After the survey is done, then engineers will begin the task of actually designing the road, he said.
"When the design plans are about 30 percent complete, then we can begin purchasing right of way because then we'll have a real idea of where the road will be. We don't know that for certain. We have kind of identified the corridor, but we don't know it if fine or great detail," he explained.
This project is part of Gov. Mitch Daniels' Major Moves highway construction program.
In March 2006, the Indiana General Assembly passed landmark funding legislation to significantly upgrade the state's highways.
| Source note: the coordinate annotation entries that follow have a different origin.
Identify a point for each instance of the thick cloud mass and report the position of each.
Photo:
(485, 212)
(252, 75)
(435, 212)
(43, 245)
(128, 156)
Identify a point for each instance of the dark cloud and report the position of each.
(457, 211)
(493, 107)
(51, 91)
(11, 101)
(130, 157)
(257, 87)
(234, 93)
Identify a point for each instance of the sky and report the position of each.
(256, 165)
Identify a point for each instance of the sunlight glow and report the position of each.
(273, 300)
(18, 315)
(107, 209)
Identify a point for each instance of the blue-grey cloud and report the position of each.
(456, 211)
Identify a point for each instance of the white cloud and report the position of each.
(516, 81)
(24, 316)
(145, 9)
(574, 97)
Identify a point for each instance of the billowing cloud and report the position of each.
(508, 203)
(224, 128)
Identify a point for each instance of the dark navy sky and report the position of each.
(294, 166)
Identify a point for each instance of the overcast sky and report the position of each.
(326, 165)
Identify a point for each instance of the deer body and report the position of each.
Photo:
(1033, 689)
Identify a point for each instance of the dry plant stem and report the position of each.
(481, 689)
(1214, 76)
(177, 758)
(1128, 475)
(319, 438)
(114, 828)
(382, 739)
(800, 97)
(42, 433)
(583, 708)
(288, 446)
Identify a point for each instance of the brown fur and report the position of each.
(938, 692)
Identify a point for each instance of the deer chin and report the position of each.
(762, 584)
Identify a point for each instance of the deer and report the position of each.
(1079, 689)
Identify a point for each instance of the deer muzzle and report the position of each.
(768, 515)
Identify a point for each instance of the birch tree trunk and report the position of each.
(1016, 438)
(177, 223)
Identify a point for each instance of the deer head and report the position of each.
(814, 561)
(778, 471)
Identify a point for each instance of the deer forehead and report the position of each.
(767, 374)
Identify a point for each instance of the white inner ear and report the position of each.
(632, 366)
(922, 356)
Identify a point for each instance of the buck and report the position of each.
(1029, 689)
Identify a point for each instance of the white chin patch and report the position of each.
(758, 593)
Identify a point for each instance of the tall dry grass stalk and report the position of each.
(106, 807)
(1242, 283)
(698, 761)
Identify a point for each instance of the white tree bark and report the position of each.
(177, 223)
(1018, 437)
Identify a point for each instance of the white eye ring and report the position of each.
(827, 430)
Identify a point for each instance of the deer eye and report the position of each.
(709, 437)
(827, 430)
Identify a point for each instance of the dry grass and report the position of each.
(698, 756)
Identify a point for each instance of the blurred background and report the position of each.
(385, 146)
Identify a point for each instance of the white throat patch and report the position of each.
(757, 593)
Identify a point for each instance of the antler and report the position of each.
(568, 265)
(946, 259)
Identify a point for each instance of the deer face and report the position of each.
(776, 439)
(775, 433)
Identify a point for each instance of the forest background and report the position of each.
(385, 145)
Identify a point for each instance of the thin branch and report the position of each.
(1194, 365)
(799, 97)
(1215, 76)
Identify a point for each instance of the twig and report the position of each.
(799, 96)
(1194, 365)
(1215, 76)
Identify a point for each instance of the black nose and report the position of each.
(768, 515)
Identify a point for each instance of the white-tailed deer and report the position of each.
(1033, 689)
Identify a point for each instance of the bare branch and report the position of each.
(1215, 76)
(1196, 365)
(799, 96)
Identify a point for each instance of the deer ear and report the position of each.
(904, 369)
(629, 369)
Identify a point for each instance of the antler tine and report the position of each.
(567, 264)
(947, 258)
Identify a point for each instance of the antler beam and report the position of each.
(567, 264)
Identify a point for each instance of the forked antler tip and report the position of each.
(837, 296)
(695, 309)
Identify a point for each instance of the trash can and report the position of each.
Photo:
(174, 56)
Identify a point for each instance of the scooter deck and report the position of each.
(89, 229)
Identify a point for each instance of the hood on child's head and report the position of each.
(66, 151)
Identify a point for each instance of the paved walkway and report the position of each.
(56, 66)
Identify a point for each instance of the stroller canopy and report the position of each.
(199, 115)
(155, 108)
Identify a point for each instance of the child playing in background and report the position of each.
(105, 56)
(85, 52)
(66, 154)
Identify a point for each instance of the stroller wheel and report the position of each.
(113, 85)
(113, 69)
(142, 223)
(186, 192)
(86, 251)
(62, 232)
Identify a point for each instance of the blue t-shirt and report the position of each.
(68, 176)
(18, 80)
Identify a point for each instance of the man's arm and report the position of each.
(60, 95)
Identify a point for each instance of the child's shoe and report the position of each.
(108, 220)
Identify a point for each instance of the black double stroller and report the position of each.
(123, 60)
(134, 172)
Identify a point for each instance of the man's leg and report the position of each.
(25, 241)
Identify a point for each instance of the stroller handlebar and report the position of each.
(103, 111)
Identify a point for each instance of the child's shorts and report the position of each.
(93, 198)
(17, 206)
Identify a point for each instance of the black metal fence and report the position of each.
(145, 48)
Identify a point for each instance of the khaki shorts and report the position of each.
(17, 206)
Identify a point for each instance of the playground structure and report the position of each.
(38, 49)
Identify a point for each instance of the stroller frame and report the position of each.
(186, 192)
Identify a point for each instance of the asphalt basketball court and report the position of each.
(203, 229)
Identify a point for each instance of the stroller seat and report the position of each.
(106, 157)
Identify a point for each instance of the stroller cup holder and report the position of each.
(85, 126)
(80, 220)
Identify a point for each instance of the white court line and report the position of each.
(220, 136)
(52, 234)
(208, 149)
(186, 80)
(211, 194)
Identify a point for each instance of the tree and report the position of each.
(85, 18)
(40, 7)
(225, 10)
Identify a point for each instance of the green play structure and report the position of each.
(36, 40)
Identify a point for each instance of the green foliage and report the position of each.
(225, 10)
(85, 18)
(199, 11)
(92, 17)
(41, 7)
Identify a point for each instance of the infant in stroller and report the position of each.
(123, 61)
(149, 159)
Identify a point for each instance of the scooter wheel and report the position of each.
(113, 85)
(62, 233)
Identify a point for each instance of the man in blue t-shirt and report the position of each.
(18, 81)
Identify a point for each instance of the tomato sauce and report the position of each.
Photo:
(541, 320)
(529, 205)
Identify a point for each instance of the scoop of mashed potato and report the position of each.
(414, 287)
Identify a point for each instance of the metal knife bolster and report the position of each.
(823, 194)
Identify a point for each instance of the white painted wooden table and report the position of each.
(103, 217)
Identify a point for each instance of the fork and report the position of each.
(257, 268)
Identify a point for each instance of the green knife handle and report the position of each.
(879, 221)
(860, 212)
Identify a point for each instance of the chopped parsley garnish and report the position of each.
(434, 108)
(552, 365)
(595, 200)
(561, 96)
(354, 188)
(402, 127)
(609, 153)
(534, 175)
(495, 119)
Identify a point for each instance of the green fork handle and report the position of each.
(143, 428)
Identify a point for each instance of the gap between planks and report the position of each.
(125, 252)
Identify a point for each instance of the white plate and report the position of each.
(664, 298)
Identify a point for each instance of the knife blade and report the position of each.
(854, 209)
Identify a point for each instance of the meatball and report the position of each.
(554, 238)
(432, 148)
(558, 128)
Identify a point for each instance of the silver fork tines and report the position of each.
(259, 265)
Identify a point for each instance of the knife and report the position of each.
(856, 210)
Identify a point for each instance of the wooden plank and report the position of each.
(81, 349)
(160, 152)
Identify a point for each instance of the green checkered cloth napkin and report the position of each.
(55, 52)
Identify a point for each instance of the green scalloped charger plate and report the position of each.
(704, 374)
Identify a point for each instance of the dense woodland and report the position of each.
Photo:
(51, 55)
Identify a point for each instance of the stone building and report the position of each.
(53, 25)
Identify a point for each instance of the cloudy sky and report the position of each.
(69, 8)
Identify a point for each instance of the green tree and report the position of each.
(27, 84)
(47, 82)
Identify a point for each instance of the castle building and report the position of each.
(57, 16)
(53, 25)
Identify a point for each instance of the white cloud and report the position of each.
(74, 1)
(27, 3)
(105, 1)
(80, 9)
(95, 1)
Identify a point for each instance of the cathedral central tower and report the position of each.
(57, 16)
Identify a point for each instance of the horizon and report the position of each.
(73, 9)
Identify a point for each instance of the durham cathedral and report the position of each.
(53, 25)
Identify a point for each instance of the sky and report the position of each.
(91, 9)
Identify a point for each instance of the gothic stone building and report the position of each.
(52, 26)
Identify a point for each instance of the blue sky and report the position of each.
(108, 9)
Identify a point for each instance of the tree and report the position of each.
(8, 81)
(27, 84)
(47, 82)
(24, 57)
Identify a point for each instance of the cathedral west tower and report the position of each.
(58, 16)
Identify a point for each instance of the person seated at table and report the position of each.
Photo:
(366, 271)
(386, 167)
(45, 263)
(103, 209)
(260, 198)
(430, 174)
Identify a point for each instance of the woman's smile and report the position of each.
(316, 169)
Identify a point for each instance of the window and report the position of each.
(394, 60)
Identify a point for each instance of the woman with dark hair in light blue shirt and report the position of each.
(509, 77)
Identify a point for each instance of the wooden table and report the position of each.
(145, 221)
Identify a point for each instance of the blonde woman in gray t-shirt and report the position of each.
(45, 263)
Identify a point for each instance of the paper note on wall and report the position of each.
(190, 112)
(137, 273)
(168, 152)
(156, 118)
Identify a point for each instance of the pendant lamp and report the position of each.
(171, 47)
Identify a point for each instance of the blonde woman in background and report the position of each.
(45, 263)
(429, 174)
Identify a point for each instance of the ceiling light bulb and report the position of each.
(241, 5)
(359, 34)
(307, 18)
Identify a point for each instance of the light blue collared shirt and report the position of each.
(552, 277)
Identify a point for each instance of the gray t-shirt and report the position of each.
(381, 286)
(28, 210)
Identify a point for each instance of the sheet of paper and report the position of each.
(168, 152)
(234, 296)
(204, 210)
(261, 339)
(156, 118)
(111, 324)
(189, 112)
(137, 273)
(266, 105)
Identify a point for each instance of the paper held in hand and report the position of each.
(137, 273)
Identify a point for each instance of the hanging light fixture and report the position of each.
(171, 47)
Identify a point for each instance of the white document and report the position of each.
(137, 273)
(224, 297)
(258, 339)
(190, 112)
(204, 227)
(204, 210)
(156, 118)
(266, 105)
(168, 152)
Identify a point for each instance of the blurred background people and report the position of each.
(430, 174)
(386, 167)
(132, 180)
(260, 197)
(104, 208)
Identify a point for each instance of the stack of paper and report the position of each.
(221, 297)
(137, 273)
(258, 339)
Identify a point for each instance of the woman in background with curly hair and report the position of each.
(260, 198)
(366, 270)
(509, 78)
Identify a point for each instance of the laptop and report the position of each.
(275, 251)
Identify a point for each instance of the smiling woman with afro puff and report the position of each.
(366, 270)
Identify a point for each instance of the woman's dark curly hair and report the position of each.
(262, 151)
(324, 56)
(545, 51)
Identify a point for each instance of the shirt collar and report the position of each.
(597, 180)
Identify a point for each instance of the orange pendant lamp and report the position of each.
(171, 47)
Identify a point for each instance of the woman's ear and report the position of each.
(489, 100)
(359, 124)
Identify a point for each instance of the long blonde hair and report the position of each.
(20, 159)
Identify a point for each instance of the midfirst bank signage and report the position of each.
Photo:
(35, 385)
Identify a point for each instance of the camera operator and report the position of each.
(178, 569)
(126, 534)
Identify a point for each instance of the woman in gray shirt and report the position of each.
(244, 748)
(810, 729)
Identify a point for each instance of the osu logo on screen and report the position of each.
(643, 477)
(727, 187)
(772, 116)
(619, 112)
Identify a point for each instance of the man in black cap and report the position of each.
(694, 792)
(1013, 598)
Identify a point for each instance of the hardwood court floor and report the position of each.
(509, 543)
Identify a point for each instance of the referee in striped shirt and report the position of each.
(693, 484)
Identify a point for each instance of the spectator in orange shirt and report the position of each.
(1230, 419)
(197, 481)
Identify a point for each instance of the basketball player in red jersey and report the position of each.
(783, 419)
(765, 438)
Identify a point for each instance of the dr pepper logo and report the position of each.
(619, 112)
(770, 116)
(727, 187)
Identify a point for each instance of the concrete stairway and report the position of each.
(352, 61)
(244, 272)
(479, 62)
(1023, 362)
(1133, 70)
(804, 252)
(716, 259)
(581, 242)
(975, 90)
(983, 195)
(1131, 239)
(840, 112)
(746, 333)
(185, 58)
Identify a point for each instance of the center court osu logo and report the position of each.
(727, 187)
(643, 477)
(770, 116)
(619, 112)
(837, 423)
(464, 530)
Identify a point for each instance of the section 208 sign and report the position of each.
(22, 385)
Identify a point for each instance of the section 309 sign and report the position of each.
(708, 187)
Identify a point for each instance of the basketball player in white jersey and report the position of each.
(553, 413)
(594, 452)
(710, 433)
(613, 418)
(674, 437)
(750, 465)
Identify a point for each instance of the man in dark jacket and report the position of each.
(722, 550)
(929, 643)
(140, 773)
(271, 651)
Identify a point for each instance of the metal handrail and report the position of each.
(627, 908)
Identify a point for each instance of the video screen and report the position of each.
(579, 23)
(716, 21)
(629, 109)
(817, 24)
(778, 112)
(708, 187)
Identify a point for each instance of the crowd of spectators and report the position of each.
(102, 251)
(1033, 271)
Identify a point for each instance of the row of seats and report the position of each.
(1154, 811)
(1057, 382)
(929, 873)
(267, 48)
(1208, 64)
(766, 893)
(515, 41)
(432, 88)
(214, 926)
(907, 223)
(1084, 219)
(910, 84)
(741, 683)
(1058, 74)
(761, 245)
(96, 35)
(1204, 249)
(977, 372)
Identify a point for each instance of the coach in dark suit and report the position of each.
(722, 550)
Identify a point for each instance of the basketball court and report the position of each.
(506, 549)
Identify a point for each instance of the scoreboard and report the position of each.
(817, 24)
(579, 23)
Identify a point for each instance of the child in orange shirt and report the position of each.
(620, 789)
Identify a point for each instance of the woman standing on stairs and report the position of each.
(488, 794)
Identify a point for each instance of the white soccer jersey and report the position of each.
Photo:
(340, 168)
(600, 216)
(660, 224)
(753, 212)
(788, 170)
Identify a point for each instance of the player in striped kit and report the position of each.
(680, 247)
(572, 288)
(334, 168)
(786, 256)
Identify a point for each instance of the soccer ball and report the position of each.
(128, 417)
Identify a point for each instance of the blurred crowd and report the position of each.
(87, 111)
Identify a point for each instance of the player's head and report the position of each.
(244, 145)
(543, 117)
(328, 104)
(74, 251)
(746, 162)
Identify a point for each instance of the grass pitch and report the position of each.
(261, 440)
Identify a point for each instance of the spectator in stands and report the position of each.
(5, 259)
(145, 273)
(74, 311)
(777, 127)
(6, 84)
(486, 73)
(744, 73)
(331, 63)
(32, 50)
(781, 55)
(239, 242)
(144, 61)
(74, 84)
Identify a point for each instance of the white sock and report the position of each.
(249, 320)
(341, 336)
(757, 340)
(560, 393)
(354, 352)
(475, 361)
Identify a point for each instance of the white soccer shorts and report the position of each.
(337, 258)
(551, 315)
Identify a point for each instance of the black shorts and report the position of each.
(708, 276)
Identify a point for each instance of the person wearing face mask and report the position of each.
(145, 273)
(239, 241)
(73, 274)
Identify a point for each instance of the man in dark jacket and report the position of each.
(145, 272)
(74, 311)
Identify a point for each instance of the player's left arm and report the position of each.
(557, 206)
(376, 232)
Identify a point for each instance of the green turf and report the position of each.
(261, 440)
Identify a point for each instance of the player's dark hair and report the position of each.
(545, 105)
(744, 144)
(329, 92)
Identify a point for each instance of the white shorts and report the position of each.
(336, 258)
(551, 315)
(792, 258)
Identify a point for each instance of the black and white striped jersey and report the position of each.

In southern Indiana, paralleling existing routes, Interstate 69 will follow Indiana 57 from Interstate 64 north to Washington, then turn northeast via a new terrain route to meet Indiana 37 south of Bloomington. After passing through Bloomington, Interstate 69 will follow Indiana 37 north to the Interstate 465 beltway.
I-69 today connects Indianapolis with the Canadian border at Port Huron, Mich./Sarnia, Ontario.
While it only passes through two states now, it is an important link between the lower Midwest and the most populous provinces of Canada.
The proposed I-69 extension will connect three different border crossings in Texas (Laredo, McAllen, and Brownsville) to I-465 in Indianapolis; from there, traffic will continue over the existing I-69 and other freeways (such as U.S. 127 (possible future I-73) and U.S. 24) to border crossings in Detroit, Port Huron or Sault Ste. Marie, Mich.
Approximately 1,600 miles of freeway will be added to existing I-69 when it is complete.